Secondo un’indagine condotta nell’anno cruciale del lockdown per COVID-19, il 2020, ad aver mangiato di più e peggio sono stati proprio bambini e adolescenti fra i 12 e i 18 anni. Annamaria Staiano, Presidente della Società Italiana di Pediatria: “L’obesità è un modello precursore di malattie croniche che il Servizio Sanitario Nazionale deve affrontare in epoche successive della vita. Occorre investire sulla prevenzione di questa emergenza sociale e delle sue complicanze. Sono infatti in aumento anche le malattie correlate, tra cui il diabete di tipo 2, in crescita tra i bambini e che paradossalmente in passato veniva chiamato diabete dell’adulto”. Come contrastare l’obesità infantile?
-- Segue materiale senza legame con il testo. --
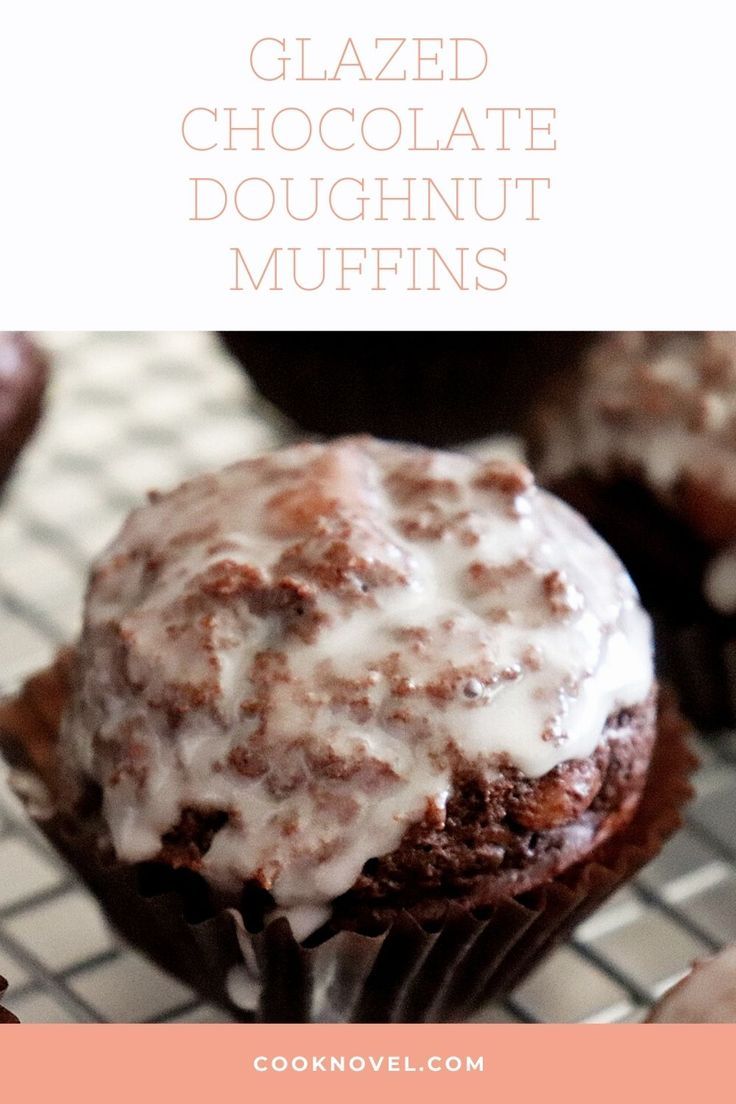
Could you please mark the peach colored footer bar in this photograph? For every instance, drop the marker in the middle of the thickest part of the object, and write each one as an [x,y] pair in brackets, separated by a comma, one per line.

Con una sana alimentazione, attività fisica regolare, un buon riposo sostengono i pediatri. Quando si dice “sana alimentazione” si fa riferimento, ormai da decenni, alla dieta mediterranea che, come ricorda la Presidente Staiano, è patrimonio dell’Unesco.

“Abbiamo questo patrimonio, cerchiamo di usarlo. Sollecitiamo le mamme ad usare prodotti quanto meno raffinati possibili: ritorniamo a una dieta del passato, sana, ricca di cereali, carboidrati complessi, che danno sazietà al bambino, senza ricorrere invece a prodotti che hanno una quantità enorme di zuccheri semplici, come succhi di frutta e bevande zuccherate, che favoriscono l’insorgenza di obesità. È poi importante mangiare frutta, verdura, pesce, carne bianca e raramente quella rossa, usare come condimento l’olio d’oliva e limitare l’uso, se possibile evitarlo proprio, di scatolame e alimenti conservati, perché si sta osservando che gli additivi alimentari e gli emulsionanti contribuiscono all’infiammazione cronica dei tessuti, fattori di rischio per l’insorgenza di diabete e malattie infiammatorie croniche intestinali”.